After five years at Nine, CEO Hugh Marks is set to leave the network.
An announcement will be made to the market on Monday, and Nine will then commence a formal process for both internet and external candidates for his replacement.
In an email from Marks sent to all staff and seen by B&T, he wrote: “After five successful years for Nine, I have decided the time is right for me begin the process of moving on.
“I want to take this opportunity to tell you what a privilege it has been leading this business over a truly transformational period for both the media market generally, and particularly our business.
“We have gone from being three separate, legacy media businesses in Nine, Fairfax Media and Macquarie Media, each with their own structural challenges, and created a business that now has a diversified revenue base across both advertising and subscription, and that has a clear growth strategy for decades to come.
“We have demonstrated the importance of great content, be that in the powerful and unique journalism we create every day, across all platforms, or in entertainment, where the shows we build become household names and engage Australians in their millions. Because at the end of the day, we are, and will remain, a content business.”
It is unclear his next moves.
On Thursday Nine gave a company and trading update at its annual AGM revealing an upgraded profits guidance, as well as its plan looking to the rest of the financial year.
During its August results, Nine expected Q1 free-to-air revenue to be down 15 per cent, which proved to be broadly correct.
However, since the end of September, the FTA advertising market and Nine’s share of that market, have both improved off the back of State of Origin and NRL Finals.
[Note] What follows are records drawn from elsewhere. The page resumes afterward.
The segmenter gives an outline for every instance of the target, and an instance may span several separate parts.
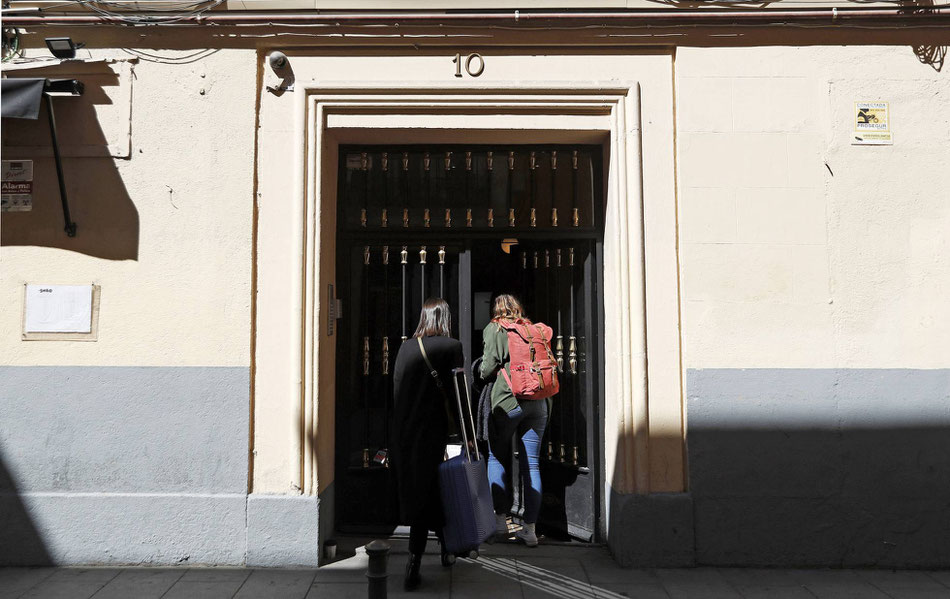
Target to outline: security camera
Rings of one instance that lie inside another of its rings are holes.
[[[283,52],[274,51],[267,56],[267,62],[270,68],[278,71],[287,66],[287,55]]]

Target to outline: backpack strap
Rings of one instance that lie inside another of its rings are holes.
[[[429,360],[429,354],[426,353],[426,346],[422,343],[422,337],[416,337],[416,341],[419,342],[419,351],[422,352],[422,359],[425,360],[426,366],[429,367],[429,374],[432,375],[433,379],[435,379],[435,386],[439,389],[439,393],[442,394],[443,405],[445,406],[445,416],[448,419],[449,428],[451,429],[453,426],[452,423],[455,422],[455,418],[452,418],[452,409],[449,407],[449,395],[445,392],[445,387],[442,385],[442,378],[439,376],[439,371],[435,369],[435,366],[433,366],[432,362]]]
[[[512,395],[514,395],[515,390],[514,390],[514,388],[511,386],[511,377],[508,376],[508,371],[505,370],[505,366],[504,366],[504,365],[502,365],[502,367],[501,367],[501,376],[505,377],[505,382],[508,383],[508,390],[511,391],[511,394],[512,394]]]
[[[541,325],[535,325],[535,326],[538,327],[538,334],[541,335],[541,342],[542,342],[542,345],[544,345],[544,351],[545,353],[547,353],[548,359],[556,363],[557,360],[555,360],[554,355],[551,354],[551,344],[548,343],[548,340],[544,337],[544,329],[541,328]]]

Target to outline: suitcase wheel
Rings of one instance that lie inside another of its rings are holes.
[[[468,552],[469,559],[478,559],[478,549],[472,549]]]

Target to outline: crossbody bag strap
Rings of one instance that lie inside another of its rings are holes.
[[[422,343],[422,337],[416,337],[416,341],[419,342],[419,351],[422,352],[422,359],[425,360],[426,366],[429,367],[429,374],[432,375],[432,378],[435,379],[435,386],[439,388],[439,393],[442,394],[443,405],[445,406],[445,417],[449,424],[449,428],[452,428],[452,423],[455,422],[455,418],[452,418],[452,408],[449,407],[449,395],[445,392],[445,387],[442,385],[442,379],[439,377],[439,371],[435,369],[435,366],[432,365],[432,362],[429,360],[429,354],[426,353],[426,346]]]

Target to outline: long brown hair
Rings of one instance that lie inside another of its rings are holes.
[[[433,335],[452,336],[452,312],[449,304],[441,297],[430,297],[422,304],[419,326],[413,337],[431,337]]]
[[[503,293],[495,298],[492,308],[492,319],[528,320],[524,315],[524,307],[513,295]]]

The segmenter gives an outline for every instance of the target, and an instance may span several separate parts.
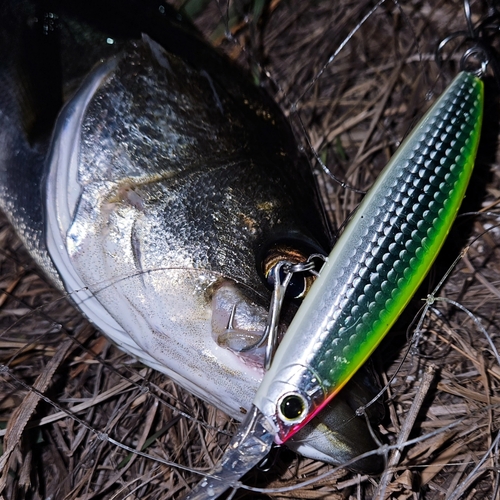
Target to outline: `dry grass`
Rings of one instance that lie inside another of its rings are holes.
[[[274,0],[259,22],[250,15],[236,23],[230,39],[217,31],[225,11],[215,1],[197,19],[233,59],[260,71],[300,140],[358,190],[370,186],[456,73],[456,57],[439,70],[433,51],[465,24],[458,1],[388,1],[325,66],[372,5]],[[474,4],[474,12],[482,7]],[[467,251],[436,292],[443,300],[427,311],[409,354],[406,330],[424,304],[420,298],[379,349],[383,377],[391,380],[380,429],[387,471],[370,478],[287,455],[252,478],[268,488],[295,485],[269,497],[499,498],[497,104],[492,87],[465,202],[467,211],[488,213],[457,220],[420,297]],[[313,163],[328,213],[340,227],[361,195]],[[37,274],[10,227],[1,224],[0,363],[6,368],[0,424],[9,433],[0,457],[4,497],[180,498],[198,480],[189,469],[208,470],[235,424],[99,336]],[[304,483],[322,474],[328,475]]]

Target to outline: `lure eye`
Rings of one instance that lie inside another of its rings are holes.
[[[284,420],[301,421],[305,417],[307,403],[300,394],[286,395],[279,405]]]

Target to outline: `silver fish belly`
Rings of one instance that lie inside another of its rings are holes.
[[[263,376],[263,352],[235,347],[263,333],[262,255],[282,242],[304,254],[330,244],[314,180],[277,106],[220,70],[219,56],[186,62],[147,35],[117,45],[71,80],[50,147],[26,138],[25,103],[2,104],[0,206],[102,332],[241,419]],[[23,98],[15,67],[1,69],[13,103]],[[349,397],[293,446],[333,463],[373,447]]]

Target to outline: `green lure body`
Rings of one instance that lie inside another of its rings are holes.
[[[441,249],[469,182],[483,83],[462,72],[360,204],[290,325],[254,405],[282,443],[366,361]]]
As such, Nine’s December quarter is now expected to show growth in Metro FTA advertising revenue of around 15 per cent.
Nine now expects metro TV ad revenues in the December half to be broadly flat on the prior period, and 9Now revenues in the December half to be up around 25 per cent on the prior period.
It also expects to be up 30 per cent in first half earnings before interest, tax, depreciation and amortisation pre specific items.